Mediaumat.id – Direktur Indonesia Justice Monitor (IJM) Agung Wisnuwardana menilai penyebab harga Bahan Bakar Minyak (BBM) menjadi mahal adalah liberalisasi sektor migas.

“Liberalisasi sektor migas menyebabkan harga BBM menjadi lebih mahal dari yang seharusnya,” tuturnya kepada Mediaumat.id, Jum’at (27/5/2022).

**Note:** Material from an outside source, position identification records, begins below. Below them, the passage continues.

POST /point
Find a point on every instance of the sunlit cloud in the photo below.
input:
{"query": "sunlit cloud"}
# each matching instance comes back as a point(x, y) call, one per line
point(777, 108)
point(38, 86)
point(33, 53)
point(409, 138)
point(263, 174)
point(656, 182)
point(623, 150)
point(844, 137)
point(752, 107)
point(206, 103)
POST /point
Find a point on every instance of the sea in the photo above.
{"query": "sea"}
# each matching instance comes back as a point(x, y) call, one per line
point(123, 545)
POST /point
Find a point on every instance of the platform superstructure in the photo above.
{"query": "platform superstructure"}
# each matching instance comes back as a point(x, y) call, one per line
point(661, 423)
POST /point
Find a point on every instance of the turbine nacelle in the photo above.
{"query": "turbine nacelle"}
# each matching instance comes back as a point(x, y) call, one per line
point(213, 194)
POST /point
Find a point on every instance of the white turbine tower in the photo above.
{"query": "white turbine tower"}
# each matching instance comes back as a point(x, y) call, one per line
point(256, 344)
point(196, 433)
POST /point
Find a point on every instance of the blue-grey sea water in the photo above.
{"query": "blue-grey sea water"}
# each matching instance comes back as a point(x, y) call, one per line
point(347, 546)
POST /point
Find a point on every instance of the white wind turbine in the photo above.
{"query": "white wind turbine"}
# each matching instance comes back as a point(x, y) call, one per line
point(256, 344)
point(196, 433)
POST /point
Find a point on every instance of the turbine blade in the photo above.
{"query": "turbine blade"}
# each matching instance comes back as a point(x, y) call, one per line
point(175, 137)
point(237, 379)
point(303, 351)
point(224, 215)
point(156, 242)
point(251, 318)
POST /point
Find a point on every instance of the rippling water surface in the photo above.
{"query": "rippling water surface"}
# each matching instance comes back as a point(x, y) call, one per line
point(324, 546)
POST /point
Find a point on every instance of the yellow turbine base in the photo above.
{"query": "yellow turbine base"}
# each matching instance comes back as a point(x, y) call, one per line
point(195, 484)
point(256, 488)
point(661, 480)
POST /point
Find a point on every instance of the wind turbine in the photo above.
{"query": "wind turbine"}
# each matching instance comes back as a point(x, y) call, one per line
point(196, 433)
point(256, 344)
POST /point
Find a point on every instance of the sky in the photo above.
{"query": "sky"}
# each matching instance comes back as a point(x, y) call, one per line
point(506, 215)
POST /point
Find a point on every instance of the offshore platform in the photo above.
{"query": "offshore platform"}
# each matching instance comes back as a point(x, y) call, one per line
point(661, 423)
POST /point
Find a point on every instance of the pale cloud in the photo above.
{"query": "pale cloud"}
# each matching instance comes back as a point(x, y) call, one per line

Menurutnya, dengan liberalisasi sektor energi, swasta diberikan peluang yang sama dengan Badan Usaha Milik Negara (BUMN) untuk terlibat aktif dalam mengelola sektor energi. Karena itu, harga yang menjadi acuan penetapan kontrak mengacu pada harga minyak internasional yang sangat fluktuatif akibat perubahan supply dan demand (baik untuk konsumsi, cadangan, dan spekulasi).

Padahal, lanjut Agung, biaya produksi minyak mentah di Indonesia jauh lebih rendah dibandingkan dengan harga minyak mentah yang berlaku saat ini. Menurut Sekretaris Satuan Kerja Khusus Pelaksana Kegiatan Usaha Hulu Minyak dan Gas Bumi (SKK Migas), Taslim Z. Yunus ‘biaya produksi minyak dan gas bumi (migas) pada kuartal I 2021 sebesar US$ 11,88 per barel (28/4/2021)’.

Sebelumnya (2/4/2020), ungkap Agung, Wakil Kepala SKK Migas Fatar Yani Abdurrahman menyatakan “biaya produksi minyak mentah di Indonesia yang paling tinggi pada US$26 per barel sedangkan ongkos produksi yang paling efisien hanya US$4 per barel”.

“Jika harga saat ini mencapai 100 dollar per barrel dengan biaya produksi 12 dollar per barrel maka keuntungan Kontraktor Kerjasama mencapai 78 dollar atau Rp1,1 juta per barrel. Alhasil, jika seluruh produksi minyak mentah domestik dikelola oleh Pertamina dan pengelolaan BBM dihitung berdasarkan biaya produksinya, maka harga BBM akan jauh lebih rendah,” ungkap Agung.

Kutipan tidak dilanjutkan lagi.